Friday, November 10, 2006

Copying Beethoven (**1/4)

? A young composition student (Diane Kruger) struggles to win over her sexist, cantankerous, nearly deaf boss (Ed Harris), who also happens to be the most celebrated composer in 1824 Vienna.
+ The scenes that shed light on the compositional process are the best. Fans of the 9th Symphony and the Grosse Fuge, which figure heavily in the plot, will enjoy hearing those pieces.

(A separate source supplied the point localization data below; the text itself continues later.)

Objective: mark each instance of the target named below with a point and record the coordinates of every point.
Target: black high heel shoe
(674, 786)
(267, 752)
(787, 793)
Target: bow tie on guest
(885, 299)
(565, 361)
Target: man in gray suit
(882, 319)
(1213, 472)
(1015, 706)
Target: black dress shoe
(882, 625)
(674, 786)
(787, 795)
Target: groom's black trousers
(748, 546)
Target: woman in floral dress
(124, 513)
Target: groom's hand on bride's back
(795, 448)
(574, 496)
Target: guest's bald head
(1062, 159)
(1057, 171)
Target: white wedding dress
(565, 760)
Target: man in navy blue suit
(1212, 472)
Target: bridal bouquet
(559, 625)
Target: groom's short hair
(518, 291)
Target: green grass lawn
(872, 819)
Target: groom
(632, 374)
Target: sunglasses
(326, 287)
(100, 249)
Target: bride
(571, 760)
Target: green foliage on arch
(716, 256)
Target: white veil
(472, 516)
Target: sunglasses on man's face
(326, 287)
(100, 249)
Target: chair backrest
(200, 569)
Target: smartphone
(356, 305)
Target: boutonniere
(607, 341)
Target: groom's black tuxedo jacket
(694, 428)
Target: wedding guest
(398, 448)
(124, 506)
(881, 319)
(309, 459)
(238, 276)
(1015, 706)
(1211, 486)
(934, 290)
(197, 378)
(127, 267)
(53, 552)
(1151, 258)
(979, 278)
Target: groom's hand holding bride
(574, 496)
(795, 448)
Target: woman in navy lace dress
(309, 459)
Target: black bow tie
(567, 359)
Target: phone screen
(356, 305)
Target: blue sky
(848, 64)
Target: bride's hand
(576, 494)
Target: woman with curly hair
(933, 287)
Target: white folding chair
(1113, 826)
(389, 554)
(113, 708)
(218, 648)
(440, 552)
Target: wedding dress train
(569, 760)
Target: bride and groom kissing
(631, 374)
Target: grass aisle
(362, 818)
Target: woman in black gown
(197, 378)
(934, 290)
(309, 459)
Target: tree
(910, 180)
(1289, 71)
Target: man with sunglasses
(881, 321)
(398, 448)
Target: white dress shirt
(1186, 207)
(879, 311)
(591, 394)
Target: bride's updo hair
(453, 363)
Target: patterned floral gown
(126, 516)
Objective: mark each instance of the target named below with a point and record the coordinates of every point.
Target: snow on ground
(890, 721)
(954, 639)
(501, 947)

- Considering that screenwriters Stephen Rivele and Christopher Wilkinson previously collaborated on Nixon and Ali, and that director Agnieszka Holland made the heart-rending Europa Europa, this is a surprisingly lightweight movie. Notwithstanding the period setting, it reminded me of nothing so much as Scent of a Woman. All you needed was Ed Harris saying “Hoo-hah!” As we already know from the opening sequence in which the great composer appears dying, the young lass will wear away the old man’s crusty exterior, and he will impart his wisdom, etc. There’s hardly anything else to the story. Minor characters (her boyfriend, his nephew) come and go, and then the movie just ends. Rather strangely, even though Kruger is German, she speaks with an American accent, one of the things that lessened the authenticity.
= **1/4 Harmless, fictional fluff. Despite my objections, it’s consistently pleasant. Watch it if you like seeing Ed Harris chew the scenery, but not to learn about Beethoven.